Dieser Ratgeber zeigt Dir, wie Niedertemperaturheizkörper funktionieren, welche Typen es gibt und warum sie die pragmatischste Lösung für den Heizungstausch darstellen – mit konkreten Zahlen, Förderoptionen und einer Beispielrechnung für Dein Zuhause.

Warum Niedertemperatur-Heizkörper die ideale Lösung für den Heizungstausch sind

Die größte Hürde beim Wechsel zur Wärmepumpe ist oft das bestehende Heizsystem. Herkömmliche Radiatoren benötigen Vorlauftemperaturen von über 60 °C, ein Bereich, in dem Wärmepumpen ineffizient arbeiten und hohe Stromkosten verursachen. Eine Fußbodenheizung wäre zwar optimal, bedeutet aber Sanierungskosten von 50 bis 100 Euro pro Quadratmeter und wochenlange Bauarbeiten.

Niedertemperatur-Heizkörper lösen dieses Problem elegant. Sie arbeiten bereits bei 35 bis 45 °C Vorlauf effizient und lassen sich an Deine vorhandenen Leitungen anschließen. Statt Dein ganzes Haus umzubauen, tauschst Du einfach die Heizkörper aus, oft innerhalb weniger Tage.

Das Funktionsprinzip ist simpel: Dieselbe Wärmeleistung, die ein konventioneller Heizkörper bei hohen Temperaturen liefert, erreichst Du bei niedrigen Vorlauftemperaturen durch eine größere Heizfläche. Moderne Niedertemperaturheizkörper kombinieren flache Aluminium-Platten mit optimierten Wärmeüberträgern. Viele Modelle verfügen zusätzlich über integrierte Lüfter, die die Wärmeverteilung im Raum beschleunigen und die Leistung um das Zwei- bis Dreifache steigern.

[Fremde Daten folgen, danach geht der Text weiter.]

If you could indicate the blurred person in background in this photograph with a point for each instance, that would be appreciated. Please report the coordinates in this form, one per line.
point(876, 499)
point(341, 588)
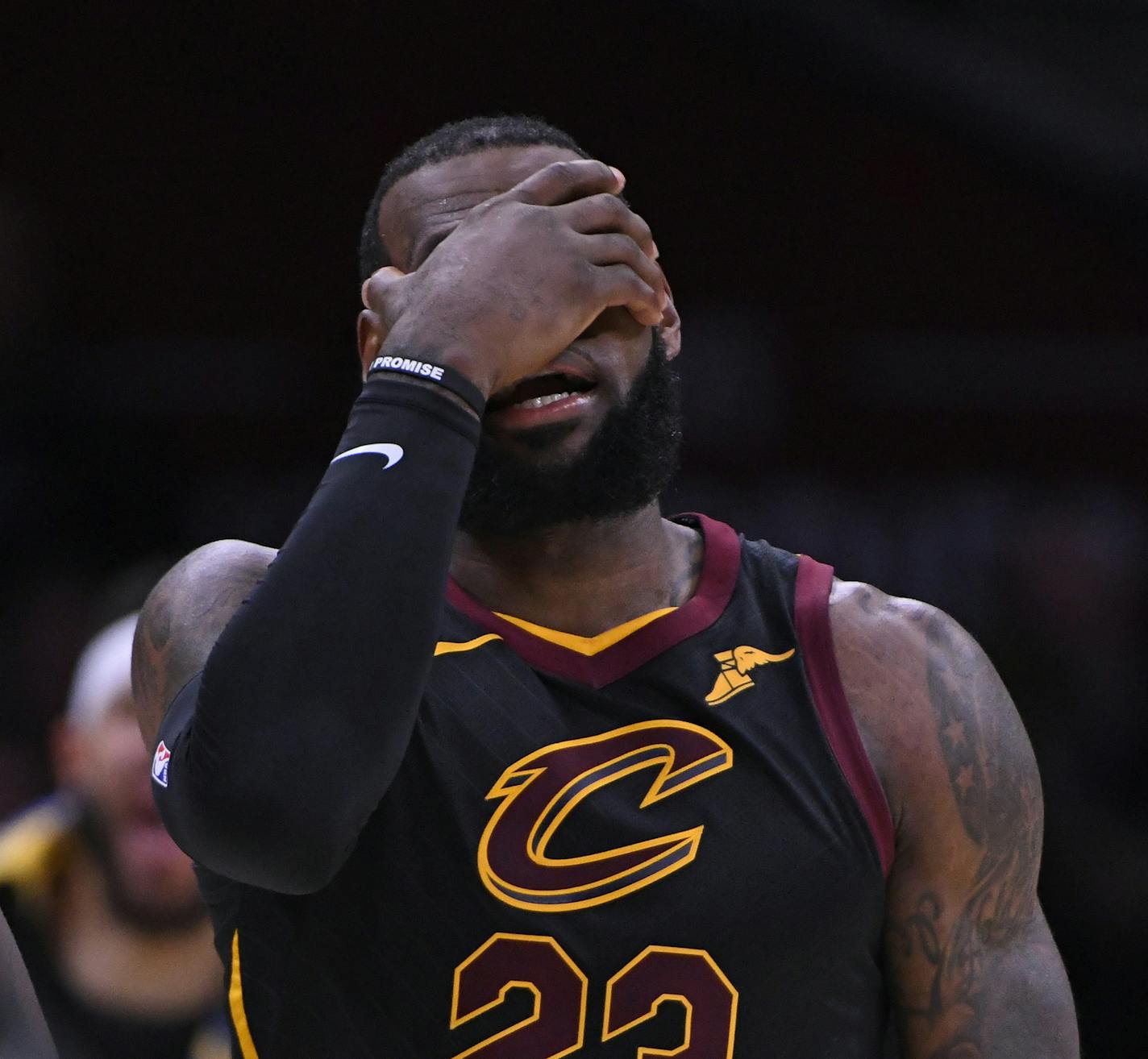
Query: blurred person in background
point(23, 1034)
point(103, 905)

Warum herkömmliche Heizkörper für Wärmepumpen problematisch sind:

  • sie benötigen hohe Vorlauftemperaturen über 60 °C für ausreichende Wärmeabgabe.
  • die Wärmepumpe muss härter arbeiten, was den Stromverbrauch deutlich erhöht.
  • der COP (Coefficient of Performance) sinkt – statt 4 Einheiten Wärme pro Einheit Strom erhältst Du nur noch 2 bis 2,5.
  • die Jahresarbeitszahl verschlechtert sich, und Deine Heizkosten steigen.

Die entscheidenden Faktoren bei der Auswahl von Niedertemperatur-Heizkörpern

Die Wahl des richtigen Niedertemperaturheizkörpers hängt von mehreren Faktoren ab, die Du vor dem Kauf berücksichtigen solltest. Nur wenn alle Parameter stimmen, arbeitet Dein Heizsystem optimal mit der Wärmepumpe zusammen.

Vorlauftemperatur: Der effiziente Betrieb liegt zwischen 30 und 50 °C. Je niedriger die Systemtemperatur, desto höher die Effizienz Deiner Wärmepumpe. Bei 35 °C Vorlauf erreichen moderne Wärmepumpen einen COP von über 4, das bedeutet, aus einer Kilowattstunde Strom werden vier Kilowattstunden Wärmeenergie.

Heizfläche: Größere Oberflächen ermöglichen mehr Wärmeabgabe bei niedrigen Temperaturen. Ein Niedertemperaturheizkörper benötigt etwa 30 bis 50 Prozent mehr Fläche als ein konventionelles Modell, um dieselbe Wärmeleistung zu erreichen.

Dämmstandard: Der wichtigste Faktor für die Dimensionierung. In gut gedämmten Gebäuden reichen kleinere Heizkörper aus, während schlecht gedämmte Altbauten größere Heizflächen oder gebläseunterstützte Modelle benötigen.

Raumgröße und Wärmebedarf: Für jeden Raum muss die benötigte Heizleistung berechnet werden. Produktkalkulatoren der Hersteller helfen Dir dabei, die richtige Größe zu ermitteln.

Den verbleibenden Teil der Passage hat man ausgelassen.